Одновременно по телу пронеслась волна возбуждения такой силы, что я готова была заскулить. Даже, кажется, прикусила Адриану губу. Ещё в детстве я ухитрилась подсмотреть, а после и выпытать, чем это таким занималась моя служанка с помощником конюха на заднем дворе возле сеновала. Эти знания были запрещены для аристократок, но мне было двенадцать, и я отличалась крайней степенью любопытства и упрямства. Тогда-то Хелена, пав жертвой жестокого шантажа, и объяснила мне что к чему. После замужества я как могла, пользовалась ее наукой, оказавшись невостребованной в постели у собственного мужа. Но никогда я не ощущала подобного тому, что вызвало мимолетное прикосновение мужчины. Адриан же не остановился на достигнутом. Справившись со своей одеждой, он взялся и за мою, полностью лишив меня последней.
Лишь теперь, оказавшись абсолютно обнаженной перед посторонним мужчиной, еще и плотно прижатой к нему, осознала, к чему привело мое молчаливое согласие.
— Нет! Ну нет же! — забилась в сильных руках, но вместо свободы лишь усугубила свое положение, неаккуратно соскользнув со столешницы и оказавшись прижатой к мужскому естеству.
— Оливия? — прохрипел Адриан, превозмогая желание, которое плескалось в его глазах. — Что случилось?!
— Я не… не могу… нельзя… — шептала я, пряча от него взгляд и понимая, что заливалась краской.
— Что нельзя? Чего ты не можешь? Я же уже всё сказал! Я люблю тебя и не позволю никому другому…
— Я невинна! — прошипела, пытаясь оттолкнуть, но добилась лишь прямо противоположного.
Герцог прижал меня к себе так сильно, что, казалось, еще немного и мои кости сломаются.
— Дурочка!
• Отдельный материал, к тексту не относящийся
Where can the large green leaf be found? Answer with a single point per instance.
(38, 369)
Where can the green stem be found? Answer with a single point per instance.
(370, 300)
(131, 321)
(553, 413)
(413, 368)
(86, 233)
Разве это причина?! Обещаю, я сделаю всё аккуратно, — его губы опять отправились в путешествие по моему лицу, тогда как руки чуть подправили мое местоположение и принялись изучать те места, о которых в приличном обществе и заикаться-то было стыдно.
— Нет! Нет! Я… Я… Я боюсь! Не надо! Это неправильно! Уж лучше идите развлекаться в дом терпимости! Зачем вам я? Отпустите, умоляю! — я взывала к его разуму, хотя сама при этом дрожала от прикосновений и ластилась, как кошка, требующая ласки.
— Сколько же ерунды живет в твоей маленькой головке, девочка моя, — рассмеялся герцог, снял меня со столешницы и, не разжимая объятий и ни на секунду не переставая ласкать, перенес на кровать.
— Здесь нам будет гораздо удобнее, малышка. Твои окна достаточно высоко, чтобы быть уверенным, что никто ничего не увидит. А дверь я запер изнутри, так что можешь не опасаться. Если так уж страшно, возьми подушку и спрячь под нее свое лицо. Но не вздумай мне мешать, поняла?! Это важно как для меня, так и для тебя самой! — предупредил Адриан, опуская меня на постель.
Я задрожала от контраста, когда разгоряченного тела коснулись прохладные простыни.
— Адр…
— Тс-с-с, девочка моя! — прервал он меня, накрывая своим телом. — Тише. Всё будет хорошо!
И не соврал. Горячие губы постепенно спускались всё ниже, оставляя за собой огненные следы, я металась по постели, не переставая стонать, ведь герцог знал толк в доставлении удовольствия женщине. В какой-то момент всё вокруг померкло, сузившись лишь до нас двоих, до его горячего дыхания, до столь умелого языка, который он применял по назначению, ранее мне совершенно неизвестному, до нежных пальцев, что распаляли во мне адское пламя.